問題を解決するには、その問題について“的確な状況判断”を行なうことが不可欠です。言いかえれば問題について漠然とした、曖昧な認識をしていると、的確な状況判断ができず、従って解決すべき問題の実態が具体的に見えないため、解決策が見出せないのです。

これは、社員一人ひとりの問題解決と、チームとしての問題解決に共通で、特に後者の場合は“メンバー間の問題認識・的確な状況判断の共有”が必要ですから、相当な努力が必要になります。

具体的問題認識のやり方

どのような問題であっても、その認識の仕方の定石は“その問題が具体的にどのような問題なのかを掘り下げること”にあります。
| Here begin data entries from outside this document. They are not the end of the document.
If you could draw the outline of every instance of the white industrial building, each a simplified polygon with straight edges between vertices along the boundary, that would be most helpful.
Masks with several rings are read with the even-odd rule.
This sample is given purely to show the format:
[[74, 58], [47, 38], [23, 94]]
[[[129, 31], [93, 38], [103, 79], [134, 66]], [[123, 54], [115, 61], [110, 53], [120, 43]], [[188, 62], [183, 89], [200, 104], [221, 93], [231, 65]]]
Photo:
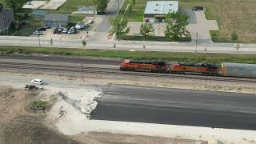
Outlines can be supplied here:
[[78, 6], [78, 14], [97, 14], [97, 8], [94, 6]]
[[178, 1], [150, 1], [144, 11], [144, 22], [165, 22], [168, 13], [178, 11]]

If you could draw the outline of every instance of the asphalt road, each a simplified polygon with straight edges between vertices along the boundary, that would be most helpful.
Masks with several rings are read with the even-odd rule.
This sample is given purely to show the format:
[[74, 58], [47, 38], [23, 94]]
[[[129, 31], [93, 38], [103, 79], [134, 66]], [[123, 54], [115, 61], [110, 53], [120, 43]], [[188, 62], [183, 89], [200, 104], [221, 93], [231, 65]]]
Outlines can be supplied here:
[[93, 119], [256, 130], [255, 94], [110, 85]]

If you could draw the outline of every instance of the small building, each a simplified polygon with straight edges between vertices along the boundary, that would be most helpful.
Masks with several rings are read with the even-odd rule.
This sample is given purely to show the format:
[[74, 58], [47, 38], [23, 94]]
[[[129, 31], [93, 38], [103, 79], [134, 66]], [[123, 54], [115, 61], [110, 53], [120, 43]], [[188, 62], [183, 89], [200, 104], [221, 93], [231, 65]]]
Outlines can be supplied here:
[[178, 1], [150, 1], [147, 2], [144, 11], [143, 22], [165, 22], [168, 13], [178, 11]]
[[97, 14], [97, 8], [94, 6], [78, 6], [78, 14]]
[[70, 16], [63, 14], [48, 14], [44, 20], [49, 26], [68, 26], [70, 22]]
[[31, 13], [31, 17], [34, 19], [43, 19], [46, 17], [46, 15], [47, 15], [47, 12], [43, 10], [36, 10]]
[[0, 3], [0, 34], [6, 33], [14, 22], [14, 15], [12, 9], [5, 10]]

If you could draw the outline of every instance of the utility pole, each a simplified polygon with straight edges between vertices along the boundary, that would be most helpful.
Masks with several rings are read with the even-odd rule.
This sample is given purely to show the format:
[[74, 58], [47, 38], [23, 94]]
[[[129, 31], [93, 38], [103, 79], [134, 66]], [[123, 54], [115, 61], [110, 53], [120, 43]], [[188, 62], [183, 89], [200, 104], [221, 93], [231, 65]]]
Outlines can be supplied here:
[[40, 42], [40, 31], [38, 30], [38, 42], [39, 42], [39, 47], [41, 47], [41, 42]]
[[198, 51], [198, 33], [197, 32], [197, 38], [195, 39], [195, 51], [194, 51], [194, 53], [197, 53], [197, 51]]
[[82, 64], [81, 64], [81, 68], [82, 68], [82, 79], [83, 81], [83, 68], [82, 68]]
[[160, 22], [158, 22], [158, 37], [160, 37]]
[[119, 2], [120, 0], [118, 0], [118, 14], [119, 14], [119, 10], [120, 10], [120, 2]]

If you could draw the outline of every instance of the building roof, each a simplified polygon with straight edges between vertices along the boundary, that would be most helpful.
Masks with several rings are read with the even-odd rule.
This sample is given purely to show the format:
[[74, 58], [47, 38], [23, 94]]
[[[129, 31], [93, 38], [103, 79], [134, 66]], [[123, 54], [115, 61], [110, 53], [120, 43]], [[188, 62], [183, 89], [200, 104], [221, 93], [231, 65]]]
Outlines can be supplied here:
[[146, 3], [144, 14], [166, 14], [178, 11], [178, 1], [150, 1]]
[[97, 10], [95, 6], [78, 6], [78, 10]]
[[45, 21], [66, 21], [67, 22], [69, 19], [68, 14], [49, 14], [46, 15]]
[[31, 13], [31, 14], [46, 16], [47, 14], [47, 12], [43, 10], [34, 10]]

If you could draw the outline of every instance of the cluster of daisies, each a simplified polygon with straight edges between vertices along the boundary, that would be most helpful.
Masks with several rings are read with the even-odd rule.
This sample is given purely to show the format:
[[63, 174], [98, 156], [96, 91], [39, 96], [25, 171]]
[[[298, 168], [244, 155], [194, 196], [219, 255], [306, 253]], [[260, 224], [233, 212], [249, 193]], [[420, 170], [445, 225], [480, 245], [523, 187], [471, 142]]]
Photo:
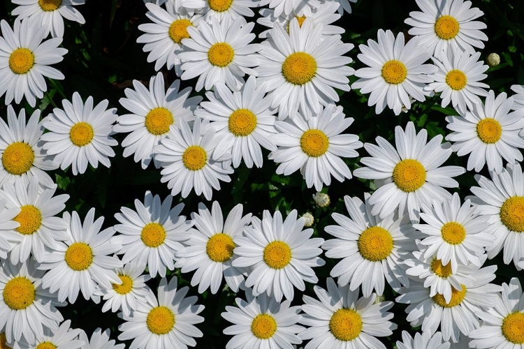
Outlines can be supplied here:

それには “三現主義(現地で、現物を見て、現実に即して)”に基づいて、“なぜなぜ5回の問題分析”を行なうのが良策であり、例えば次のように行ないます。

・その問題はどのような現象か

(○○不良品の発生、5%)

・それはどのような状況で発生したのか

(△△工程における設備の異常な作動)

・そのような状況になったのは何故か

(設備の○○装置の部分破損)

・それが起きたのは何故か

(装置の取り付けミス)

・何故そのミスが起きたか

(取り付け後の確認もれ)

この分析をチームで行なうには、メンバー全員が一緒に“三現主義”で問題を掘り下げ、原因を共有するのです。

具体的問題認識の効用

このように具体的な問題認識を行なうと、問題の根本的原因を把握でき、従って的確で具体的な対策を見つけやすくなり、効果的対策の発見に直結します。専門的な知識や技術が必要な解決策でも、誰に質問すれば対策が得られるのか、的確に判断できます。また、チームの場合、メンバーの問題解決意欲を高める効果があります。

経営者・管理者の留意点

経験者であるほど“問題の原因を見ようと努力する前に憶測や先入観で見てしまう性癖を持ち、誤った判断に陥りやすいこと”に留意して社員を指導しましょう。